1959-67/1996, 16mm to 35mm blow-up, color, sound, 14.5min (Terry Riley version)

Digitally restored, 2016.


“Tomorrow Never Knows” Performed by The Beatles

Courtesy of EMI Records Ltd. under license from Universal Music Enterprises.

Written by John Lennon and Paul McCartney, published by Sony/ATV Tunes LLC (ASCAP). All Rights Reserved. Used by Permission.

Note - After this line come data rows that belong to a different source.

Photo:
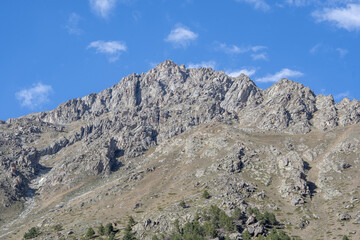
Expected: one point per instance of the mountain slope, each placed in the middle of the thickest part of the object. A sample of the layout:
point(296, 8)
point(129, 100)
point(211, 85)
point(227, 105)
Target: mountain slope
point(165, 135)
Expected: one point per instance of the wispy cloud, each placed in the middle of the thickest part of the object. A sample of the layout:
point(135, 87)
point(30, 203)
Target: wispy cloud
point(340, 96)
point(259, 56)
point(211, 64)
point(112, 49)
point(102, 8)
point(257, 4)
point(298, 3)
point(181, 36)
point(343, 17)
point(72, 25)
point(247, 71)
point(284, 73)
point(342, 52)
point(234, 49)
point(316, 48)
point(322, 48)
point(35, 96)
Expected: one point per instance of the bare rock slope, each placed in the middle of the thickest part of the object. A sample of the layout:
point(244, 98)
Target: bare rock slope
point(184, 130)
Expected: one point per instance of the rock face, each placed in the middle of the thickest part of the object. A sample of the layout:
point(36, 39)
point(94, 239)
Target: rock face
point(97, 134)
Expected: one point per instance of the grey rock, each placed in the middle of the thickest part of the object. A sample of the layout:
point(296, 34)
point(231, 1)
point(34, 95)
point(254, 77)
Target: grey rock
point(344, 216)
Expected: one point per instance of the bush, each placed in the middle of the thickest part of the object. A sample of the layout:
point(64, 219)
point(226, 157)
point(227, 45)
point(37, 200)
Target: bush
point(246, 235)
point(101, 230)
point(58, 227)
point(182, 204)
point(131, 221)
point(32, 233)
point(277, 235)
point(210, 229)
point(108, 229)
point(268, 218)
point(90, 232)
point(206, 194)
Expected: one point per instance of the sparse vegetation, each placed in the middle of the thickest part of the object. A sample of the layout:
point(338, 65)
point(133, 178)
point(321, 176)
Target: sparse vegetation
point(182, 204)
point(129, 235)
point(32, 233)
point(58, 227)
point(101, 230)
point(108, 229)
point(214, 222)
point(90, 232)
point(206, 194)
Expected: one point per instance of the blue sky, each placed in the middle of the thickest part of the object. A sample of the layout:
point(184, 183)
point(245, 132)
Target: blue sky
point(53, 51)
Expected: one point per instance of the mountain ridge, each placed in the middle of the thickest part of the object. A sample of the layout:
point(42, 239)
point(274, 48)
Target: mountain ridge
point(44, 155)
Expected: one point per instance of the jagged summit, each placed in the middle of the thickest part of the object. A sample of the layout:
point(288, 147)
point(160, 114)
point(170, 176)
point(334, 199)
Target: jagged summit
point(285, 106)
point(178, 128)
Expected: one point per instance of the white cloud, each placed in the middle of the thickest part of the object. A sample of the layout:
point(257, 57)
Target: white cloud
point(284, 73)
point(322, 48)
point(247, 72)
point(342, 52)
point(211, 64)
point(181, 36)
point(259, 56)
point(112, 49)
point(233, 49)
point(102, 7)
point(347, 18)
point(298, 3)
point(257, 4)
point(73, 24)
point(342, 95)
point(315, 48)
point(34, 97)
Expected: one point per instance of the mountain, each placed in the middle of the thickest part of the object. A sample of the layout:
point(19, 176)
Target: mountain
point(151, 144)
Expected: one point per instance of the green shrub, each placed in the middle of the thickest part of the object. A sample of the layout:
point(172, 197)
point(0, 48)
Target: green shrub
point(58, 227)
point(90, 232)
point(155, 238)
point(277, 235)
point(246, 235)
point(108, 229)
point(101, 230)
point(182, 204)
point(131, 221)
point(206, 194)
point(210, 229)
point(32, 233)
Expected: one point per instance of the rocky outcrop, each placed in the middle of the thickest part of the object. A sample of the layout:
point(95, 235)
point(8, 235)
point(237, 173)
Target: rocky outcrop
point(97, 134)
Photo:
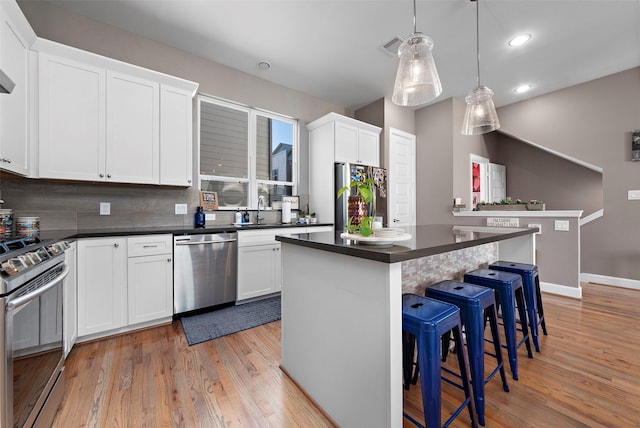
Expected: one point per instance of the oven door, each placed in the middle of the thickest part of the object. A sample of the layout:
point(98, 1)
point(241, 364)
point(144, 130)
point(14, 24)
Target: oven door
point(34, 342)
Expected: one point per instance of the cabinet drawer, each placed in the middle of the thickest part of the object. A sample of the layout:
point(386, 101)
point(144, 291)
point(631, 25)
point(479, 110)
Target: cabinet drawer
point(149, 245)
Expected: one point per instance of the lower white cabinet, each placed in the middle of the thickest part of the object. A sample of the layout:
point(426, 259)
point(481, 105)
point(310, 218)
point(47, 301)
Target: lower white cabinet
point(150, 279)
point(124, 283)
point(102, 285)
point(259, 270)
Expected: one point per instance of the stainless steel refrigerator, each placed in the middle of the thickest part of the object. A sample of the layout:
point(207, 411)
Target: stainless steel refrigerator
point(344, 174)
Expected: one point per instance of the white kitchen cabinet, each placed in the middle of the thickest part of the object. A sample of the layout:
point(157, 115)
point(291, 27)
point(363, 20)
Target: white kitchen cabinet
point(70, 308)
point(150, 278)
point(16, 37)
point(176, 140)
point(72, 119)
point(356, 145)
point(102, 285)
point(132, 129)
point(336, 138)
point(105, 120)
point(259, 271)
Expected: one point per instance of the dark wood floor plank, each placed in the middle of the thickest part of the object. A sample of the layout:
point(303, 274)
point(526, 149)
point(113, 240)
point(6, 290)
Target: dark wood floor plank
point(587, 375)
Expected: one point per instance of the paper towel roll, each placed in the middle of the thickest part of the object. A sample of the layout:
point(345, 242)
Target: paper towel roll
point(286, 212)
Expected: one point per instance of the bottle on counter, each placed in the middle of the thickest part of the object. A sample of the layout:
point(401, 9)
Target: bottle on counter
point(199, 219)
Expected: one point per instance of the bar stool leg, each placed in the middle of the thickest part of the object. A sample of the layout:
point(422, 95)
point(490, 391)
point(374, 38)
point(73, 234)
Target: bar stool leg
point(540, 309)
point(492, 316)
point(429, 366)
point(522, 313)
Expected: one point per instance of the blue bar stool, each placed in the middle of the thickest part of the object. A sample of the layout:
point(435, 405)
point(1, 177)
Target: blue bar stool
point(427, 320)
point(532, 295)
point(508, 287)
point(476, 304)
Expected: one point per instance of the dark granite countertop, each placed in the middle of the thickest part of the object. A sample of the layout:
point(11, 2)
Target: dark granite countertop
point(173, 230)
point(426, 241)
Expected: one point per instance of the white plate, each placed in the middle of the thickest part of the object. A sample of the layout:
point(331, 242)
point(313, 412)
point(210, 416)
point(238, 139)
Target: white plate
point(372, 240)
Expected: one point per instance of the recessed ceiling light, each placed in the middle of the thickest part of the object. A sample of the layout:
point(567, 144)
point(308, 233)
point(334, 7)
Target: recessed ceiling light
point(520, 39)
point(264, 65)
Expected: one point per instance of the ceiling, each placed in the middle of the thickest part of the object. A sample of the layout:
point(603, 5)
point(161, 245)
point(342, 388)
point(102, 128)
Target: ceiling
point(333, 49)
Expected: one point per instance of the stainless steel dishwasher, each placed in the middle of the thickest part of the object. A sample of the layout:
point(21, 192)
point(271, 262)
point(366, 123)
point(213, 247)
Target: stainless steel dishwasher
point(204, 271)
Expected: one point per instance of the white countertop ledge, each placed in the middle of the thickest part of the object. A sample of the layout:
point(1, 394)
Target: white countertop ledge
point(546, 213)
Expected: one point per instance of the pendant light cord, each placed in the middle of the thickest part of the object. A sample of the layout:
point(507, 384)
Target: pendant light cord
point(414, 17)
point(477, 38)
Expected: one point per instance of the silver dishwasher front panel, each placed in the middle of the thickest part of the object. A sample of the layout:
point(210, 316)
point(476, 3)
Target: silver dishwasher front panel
point(204, 271)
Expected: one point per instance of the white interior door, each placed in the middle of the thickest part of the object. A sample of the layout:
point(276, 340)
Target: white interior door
point(402, 178)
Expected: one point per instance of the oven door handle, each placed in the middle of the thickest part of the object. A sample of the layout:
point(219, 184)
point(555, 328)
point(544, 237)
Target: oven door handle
point(23, 300)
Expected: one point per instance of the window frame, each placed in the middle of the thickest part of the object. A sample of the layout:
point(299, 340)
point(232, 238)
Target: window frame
point(252, 181)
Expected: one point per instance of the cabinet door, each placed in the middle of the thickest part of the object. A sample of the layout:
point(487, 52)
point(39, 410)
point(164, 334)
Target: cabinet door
point(14, 140)
point(176, 141)
point(368, 148)
point(70, 312)
point(150, 288)
point(72, 119)
point(132, 126)
point(256, 274)
point(102, 282)
point(346, 143)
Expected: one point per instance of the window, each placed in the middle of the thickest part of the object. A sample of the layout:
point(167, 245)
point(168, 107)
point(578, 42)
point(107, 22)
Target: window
point(246, 153)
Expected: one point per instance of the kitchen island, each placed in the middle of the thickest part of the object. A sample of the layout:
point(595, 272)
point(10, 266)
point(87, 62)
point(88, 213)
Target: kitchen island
point(342, 313)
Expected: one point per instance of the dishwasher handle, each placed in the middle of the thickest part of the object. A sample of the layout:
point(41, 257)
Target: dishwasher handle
point(204, 242)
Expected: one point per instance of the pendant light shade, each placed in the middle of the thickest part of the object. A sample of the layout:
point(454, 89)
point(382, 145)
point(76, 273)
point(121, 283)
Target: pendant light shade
point(481, 116)
point(417, 80)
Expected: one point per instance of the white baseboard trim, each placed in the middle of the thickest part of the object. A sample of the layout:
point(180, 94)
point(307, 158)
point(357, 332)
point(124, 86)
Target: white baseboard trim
point(562, 290)
point(610, 280)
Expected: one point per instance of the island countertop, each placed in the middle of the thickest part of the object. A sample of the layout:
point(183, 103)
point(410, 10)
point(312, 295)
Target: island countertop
point(425, 241)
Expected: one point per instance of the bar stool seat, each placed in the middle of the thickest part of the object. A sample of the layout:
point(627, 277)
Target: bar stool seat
point(532, 295)
point(476, 304)
point(427, 320)
point(508, 287)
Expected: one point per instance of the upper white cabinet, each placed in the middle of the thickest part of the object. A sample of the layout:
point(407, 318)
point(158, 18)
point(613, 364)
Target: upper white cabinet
point(72, 119)
point(353, 144)
point(16, 37)
point(104, 120)
point(336, 138)
point(133, 131)
point(176, 139)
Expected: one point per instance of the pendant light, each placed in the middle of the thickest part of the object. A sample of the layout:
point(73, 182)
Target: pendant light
point(417, 80)
point(481, 116)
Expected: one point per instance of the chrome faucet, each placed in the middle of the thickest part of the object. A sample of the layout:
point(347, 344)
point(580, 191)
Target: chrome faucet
point(261, 201)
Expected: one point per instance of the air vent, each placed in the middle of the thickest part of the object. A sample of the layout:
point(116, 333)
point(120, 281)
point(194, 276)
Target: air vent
point(391, 47)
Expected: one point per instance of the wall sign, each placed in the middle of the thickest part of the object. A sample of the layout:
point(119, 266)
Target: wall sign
point(503, 222)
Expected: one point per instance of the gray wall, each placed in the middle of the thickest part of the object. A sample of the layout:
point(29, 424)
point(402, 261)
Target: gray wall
point(533, 173)
point(593, 122)
point(71, 205)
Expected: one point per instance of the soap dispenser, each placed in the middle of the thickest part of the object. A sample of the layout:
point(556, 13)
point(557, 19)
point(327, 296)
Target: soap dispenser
point(199, 220)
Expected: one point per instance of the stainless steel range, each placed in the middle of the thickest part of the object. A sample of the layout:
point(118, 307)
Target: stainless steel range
point(31, 342)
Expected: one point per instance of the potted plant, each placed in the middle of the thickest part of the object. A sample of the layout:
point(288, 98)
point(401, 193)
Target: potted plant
point(360, 221)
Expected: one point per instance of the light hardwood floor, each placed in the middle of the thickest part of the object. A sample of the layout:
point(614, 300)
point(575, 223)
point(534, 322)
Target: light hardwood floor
point(586, 375)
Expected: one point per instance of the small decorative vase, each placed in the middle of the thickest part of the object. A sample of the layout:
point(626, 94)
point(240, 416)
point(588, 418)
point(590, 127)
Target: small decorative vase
point(356, 209)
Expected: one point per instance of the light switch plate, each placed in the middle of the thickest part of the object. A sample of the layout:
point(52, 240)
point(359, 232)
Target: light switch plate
point(633, 195)
point(105, 208)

“Poppy Nogood” Performed and Composed by Terry Riley


LOOKING FOR MUSHROOMS (1959-1967) is a visionary travelogue documenting a psychedelic “trip” through rural Mexico and urban America. The film combines street views of San Francisco that Conner and Bob Branaman shot in the late 1950s with scenes of rural Mexico that Conner shot during a series of “mushroom-hunting” excursions between 1961 and 1962, while he and Jean Conner were living in Mexico City. On at least one of these trips, the Conners were joined by Timothy Leary, the ex-Harvard professor and a leading proponent of psychedelic drugs. Whereas an earlier versions of the film was silent and played on a loop, in 1967 Conner added a psychedelic rock ’n’ roll soundtrack, The Beatles’ “Tomorrow Never Knows” off their 1966 album Revolver. The lyrics to the song were famously inspired by Leary, Ralph Metzner and Richard Alpert’s 1964 book The Psychedelic Experience: A Manual Based on the Tibetan Book of the Dead, which advised those under the influence of psychedelics to “turn off your mind, relax, float downstream.” Arguably among his most hypnotic and visually arresting films, Conner later noted that LOOKING FOR MUSHROOMS (along with COSMIC RAY) was often rented by advertising agencies who were presumably interested in his use of rapid-fire editing and strobe to generate psychedelic effects and generate subliminal messages. – Johanna Gosse, Art and Film Historian.